In comparison, for devices using NAPALM, the elapsed time from initiation until completion will involve establishing a connection to the device (e.g. SSH login handshake), gathering of information (e.g. CPU and memory), and returning those values to quokka. This is why response times e.g. to the default Cisco sandbox devices takes exceptionally long. With your own device locally, it should be much faster.
CPU and memory utilization
Some devices are able to provide information about CPU and memory utilization, and NAPALM makes this available when you get the 'facts' for a device. So when monitoring with NAPALM, quokka is able to get this information. Also, in the simulated "SDWAN" devices, I have implemented the random values for cpu and memory, and return those in the "heartbeat" message. Using ncclient, I was unable to figure out how to parse the XML to get those values, and so they are not available.
Compliance monitoring
Quokka has a separate thread that performs compliance monitoring of devices:
- Version: Quokka reads the version of software running on the device, and compares it to a stored 'standard', for that specific device type (based on device vendor and OS). If the version is exactly the same, the device is considered compliant.
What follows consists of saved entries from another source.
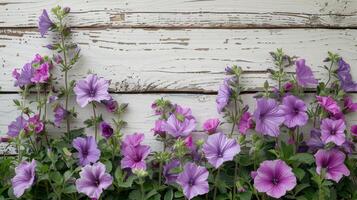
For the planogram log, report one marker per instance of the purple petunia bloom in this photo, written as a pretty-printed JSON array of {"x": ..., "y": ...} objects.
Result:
[
  {"x": 177, "y": 128},
  {"x": 16, "y": 127},
  {"x": 93, "y": 180},
  {"x": 106, "y": 129},
  {"x": 44, "y": 23},
  {"x": 60, "y": 114},
  {"x": 169, "y": 176},
  {"x": 268, "y": 117},
  {"x": 223, "y": 96},
  {"x": 294, "y": 111},
  {"x": 193, "y": 180},
  {"x": 87, "y": 148},
  {"x": 210, "y": 125},
  {"x": 245, "y": 123},
  {"x": 345, "y": 77},
  {"x": 333, "y": 162},
  {"x": 333, "y": 131},
  {"x": 275, "y": 178},
  {"x": 91, "y": 89},
  {"x": 23, "y": 78},
  {"x": 24, "y": 178},
  {"x": 218, "y": 149},
  {"x": 304, "y": 74},
  {"x": 134, "y": 157}
]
- Configuration: Quokka uses NAPALM's configuration functionality to compare the current configuration, to the 'standard' that is stored for that specific device type (vendor and OS). If the 'diff' of these configurations is empty, the configuration is considered to be compliant.
Important: The intention of this software in quokka is fairly clear, but unfortunately, it can be messy, and this functionality in quokka can get out of date, and sometimes I've noticed that NAPALM's "diff" functionality gives unexpected results. See below:
Note: Version comparisons can be tricky, since they sometimes require parsing. E.g. for the Cisco CSR devices in the sandbox, the software version is a pretty long string, e.g. "Virtual XE Software (X86_64_LINUX_IOSD-UNIVERSALK9-M), Version 16.9.3, RELEASE SOFTWARE (fc2)", whereas for the Nexus device it is merely "9.3(3)".
Note: Configuration comparisons done by NAPALM have not always worked as I expected - in fact, it seems like NAPALM gets confused by some of the 'message' values in the Cisco sandbox devices. So this functionality for comparison is perhaps a good start, but more work needs to be done.